Historicamente, a região tem operado sob estados de bem-estar social com capacidades técnicas, burocráticas, políticas e financeiras limitadas para reconhecer universalmente os direitos de todas as populações. Fenômenos como vulnerabilidade estrutural, heterogeneidade produtiva e territorial, sistemas de bem-estar social fragmentados e sua implementação heterogênea, dependendo do nível ou escala de governo, entre outros, contribuem para essa situação.
Os ciclos progressivos ampliaram a proteção, mas sem modificar as bases estruturais da desigualdade.
A importância da questão ideacional.

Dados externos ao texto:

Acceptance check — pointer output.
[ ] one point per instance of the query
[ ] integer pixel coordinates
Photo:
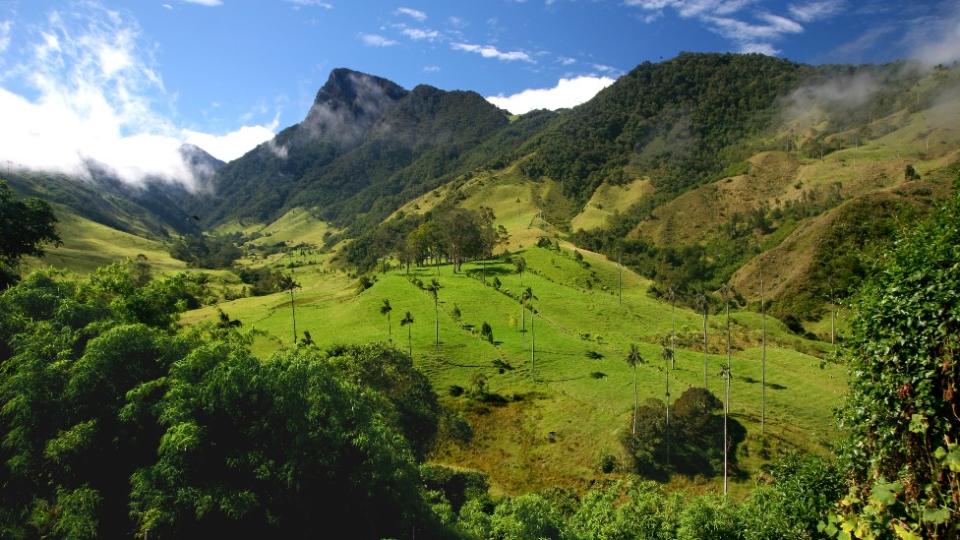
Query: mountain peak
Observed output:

Desde meados da década de 2010 e, especialmente, na década de 2020, surgiram retrocessos democráticos, disputas sobre o papel do Estado e ofensivas neoliberais focadas na redução dos gastos sociais, na mercantilização e na austeridade regressiva.
A heterogeneidade na região revigora a antiga clivagem entre universalismo e foco, mercantilização e desmercantilização, lógica dos direitos e lógica dos benefícios.

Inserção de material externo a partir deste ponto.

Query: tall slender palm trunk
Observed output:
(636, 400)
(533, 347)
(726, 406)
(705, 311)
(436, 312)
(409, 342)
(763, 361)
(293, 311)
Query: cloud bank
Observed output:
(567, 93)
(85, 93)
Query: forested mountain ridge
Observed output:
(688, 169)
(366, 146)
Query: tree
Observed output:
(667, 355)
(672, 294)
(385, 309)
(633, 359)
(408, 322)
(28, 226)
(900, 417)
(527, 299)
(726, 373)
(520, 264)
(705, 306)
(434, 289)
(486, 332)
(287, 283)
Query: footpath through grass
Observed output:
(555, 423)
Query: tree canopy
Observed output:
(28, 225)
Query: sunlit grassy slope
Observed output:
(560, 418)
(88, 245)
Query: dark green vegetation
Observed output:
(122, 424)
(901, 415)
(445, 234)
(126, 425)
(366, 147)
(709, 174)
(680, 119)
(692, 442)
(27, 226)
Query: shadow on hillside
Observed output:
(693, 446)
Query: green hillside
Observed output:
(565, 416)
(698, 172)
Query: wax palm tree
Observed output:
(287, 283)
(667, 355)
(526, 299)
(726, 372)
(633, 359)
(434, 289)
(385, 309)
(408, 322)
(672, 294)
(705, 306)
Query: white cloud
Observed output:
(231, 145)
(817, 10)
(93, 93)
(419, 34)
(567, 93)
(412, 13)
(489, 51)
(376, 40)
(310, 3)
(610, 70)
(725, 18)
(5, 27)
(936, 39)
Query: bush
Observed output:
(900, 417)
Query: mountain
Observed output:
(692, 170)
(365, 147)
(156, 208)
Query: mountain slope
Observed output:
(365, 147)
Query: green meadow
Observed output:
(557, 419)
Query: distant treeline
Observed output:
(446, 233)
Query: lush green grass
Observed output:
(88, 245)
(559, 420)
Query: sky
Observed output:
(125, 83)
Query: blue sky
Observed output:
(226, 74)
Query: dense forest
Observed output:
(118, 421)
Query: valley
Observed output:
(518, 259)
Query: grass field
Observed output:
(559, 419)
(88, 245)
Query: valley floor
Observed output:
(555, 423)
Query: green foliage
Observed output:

A pandemia evidenciou enormes vulnerabilidades e, simultaneamente, fortaleceu novas agendas (cuidados, renda básica, saúde pública, coordenação multinível, sistemas de informação social).
Assim, é possível observar que a América Latina e o Caribe estão passando por uma profunda reconfiguração das questões sociais e dos sistemas de bem-estar. Não apenas persistem desigualdades históricas baseadas em classe, território, gênero, raça/cor da pele e geração/idade, como, em alguns contextos nacionais, essas desigualdades estão se intensificando. Além disso, embora a literatura relacione democracia e redistribuição (Huber e Stephens, 2012; Korpi, 2006; Satyro et al., 2021), esse imperativo parece estar sendo desafiado pela ascensão de forças autoritárias que combinam o neoliberalismo econômico com a erosão dos direitos.

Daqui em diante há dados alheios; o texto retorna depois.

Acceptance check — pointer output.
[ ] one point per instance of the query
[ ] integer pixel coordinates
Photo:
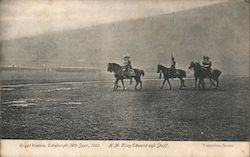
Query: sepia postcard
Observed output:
(141, 78)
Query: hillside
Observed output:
(220, 31)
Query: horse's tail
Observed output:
(216, 73)
(184, 74)
(143, 73)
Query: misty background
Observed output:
(91, 34)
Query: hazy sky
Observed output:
(23, 18)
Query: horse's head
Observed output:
(192, 65)
(113, 67)
(109, 67)
(159, 68)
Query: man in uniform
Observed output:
(172, 68)
(207, 64)
(127, 68)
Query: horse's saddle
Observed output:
(129, 73)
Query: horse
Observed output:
(168, 74)
(118, 70)
(201, 73)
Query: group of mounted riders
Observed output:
(201, 69)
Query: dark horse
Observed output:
(117, 69)
(201, 73)
(168, 74)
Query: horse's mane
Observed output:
(163, 66)
(115, 64)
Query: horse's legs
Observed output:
(181, 83)
(184, 83)
(199, 83)
(217, 84)
(136, 84)
(123, 84)
(163, 83)
(115, 85)
(203, 84)
(210, 82)
(195, 84)
(214, 82)
(140, 84)
(169, 84)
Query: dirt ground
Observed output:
(92, 111)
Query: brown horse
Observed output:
(168, 74)
(201, 73)
(117, 69)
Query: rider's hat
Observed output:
(126, 56)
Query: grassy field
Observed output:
(92, 111)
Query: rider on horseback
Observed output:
(206, 64)
(173, 63)
(127, 68)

Assim, com base na produção histórica da GT e considerando os novos desafios intelectuais impostos pelo contexto atual, o grupo se propõe como um espaço para: 1. produção de conhecimento crítico, 2. formação de novas gerações de pesquisadores e 3. influência pública e articulação com atores sociais.
Barba Solano, Carlos. (2023a). “COVID-19 na América Latina e no México: Lacunas de bem-estar”. In Revista Mexicana de Sociologia, nº 85, pp. 11-40.
Barba Solano, Carlos. (2023b). Lacunas estruturais de bem-estar e a nova ruralidade no México. Diagnóstico comparativo com três países latino-americanos. Santiago, Chile: CEPAL e FIDA.
Barba Solano, Carlos. (2025a). Regimes de bem-estar e capitalismos na América Latina: passado, presente e futuro. I. Passado e presente. México: Siglo XXI e Universidade de Guadalajara.
Barba, Carlos. (2025b). Regimes de bem-estar e capitalismos na América Latina: passado, presente e futuro. II. Presente e Futuro. México: Siglo XXI e Universidade de Guadalajara.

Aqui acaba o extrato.